Spaces out” e “Mind elsewhere” sono due espressioni del gergo americane utilizzate per indicare qualcuno che ha la testa altrove. Le prendiamo in prestito dallo slang d’oltreoceano per descrivere l’impressione che abbiamo avuto nel guardare le due super star dei Raptors, ovvero sia Kyle Lowry e DeMar DeRozan. Seppur in misura diversa, le due stelle dei canadesi hanno avuto un atteggiamento che nessuno probabilmente si aspettava.
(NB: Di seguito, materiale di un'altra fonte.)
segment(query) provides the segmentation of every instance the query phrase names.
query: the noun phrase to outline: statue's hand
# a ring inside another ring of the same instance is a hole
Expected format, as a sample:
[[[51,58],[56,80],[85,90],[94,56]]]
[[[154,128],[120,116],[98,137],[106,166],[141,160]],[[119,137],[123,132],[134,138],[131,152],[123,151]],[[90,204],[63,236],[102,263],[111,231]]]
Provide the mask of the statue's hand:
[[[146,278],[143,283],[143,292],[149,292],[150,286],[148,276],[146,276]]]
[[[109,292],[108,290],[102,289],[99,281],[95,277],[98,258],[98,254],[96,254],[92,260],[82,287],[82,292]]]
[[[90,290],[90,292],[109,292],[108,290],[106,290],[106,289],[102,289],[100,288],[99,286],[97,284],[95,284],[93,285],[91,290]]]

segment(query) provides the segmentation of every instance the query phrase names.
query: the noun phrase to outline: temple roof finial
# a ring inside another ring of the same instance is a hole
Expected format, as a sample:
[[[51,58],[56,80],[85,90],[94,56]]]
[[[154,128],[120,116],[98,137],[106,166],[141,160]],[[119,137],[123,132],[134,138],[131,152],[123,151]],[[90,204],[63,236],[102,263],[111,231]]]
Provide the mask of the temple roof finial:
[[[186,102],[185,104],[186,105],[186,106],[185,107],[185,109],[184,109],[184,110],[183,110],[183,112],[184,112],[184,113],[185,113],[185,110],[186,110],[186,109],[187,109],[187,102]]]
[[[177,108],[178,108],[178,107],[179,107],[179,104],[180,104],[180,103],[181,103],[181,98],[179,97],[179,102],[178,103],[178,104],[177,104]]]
DeRozan ha gettato la spugna quasi immediatamente, ammettendo la forza di James (cosa apprezzabile ma non a metà serie), mentre Lowry non ha rischiato neanche un po’ dopo l’infortunio, dando l’impressione di essere più attento ad uscire dal contratto immediatamente dopo la fine di questa stagione che ad aiutare i suoi compagni di squadra a risalire da un complesso 2-0. Il volersi “risparmiare” – al netto comunque di un infortunio evidente e sicuramente doloroso – non è sintomo di un giocatore che vuole affermarsi in una squadra e le indicazioni, i messaggi mandati da Lowry nel corso di questo turno di playoff sembrano abbastanza chiari: Toronto non sarà più la sua casa. DeRozan, invece, è stato l’ultimo ad alzare bandiera bianca ma non è riuscito ad essere leader all’interno di uno spogliatoio che ha giocato poco con due innesti mandati subito in quintetto. Il body language delle stelle è quello che deve trascinare la squadra e l’ambiente e se nelle scorse finali di conference tra le due squadre ci sono stati molti momenti in cui la squadra è stata di peso caricata sulle di DeRozan, in queste semifinali si sono visti poco o nulla. Merito della difesa di Cleveland o della Spaces Out Theory? Noi scegliamo la seconda opzione.
Anche coach Casey, sotto un certo punto di vista, ha inseguito questo trend, riuscendo a far peggio della scorsa stagione con un roster decisamente migliore (vedesi Tucker e Ibaka). Si può, quindi parlare di fallimento per Casey, ideatore di un progetto che in molti danno sul viale del tramonto.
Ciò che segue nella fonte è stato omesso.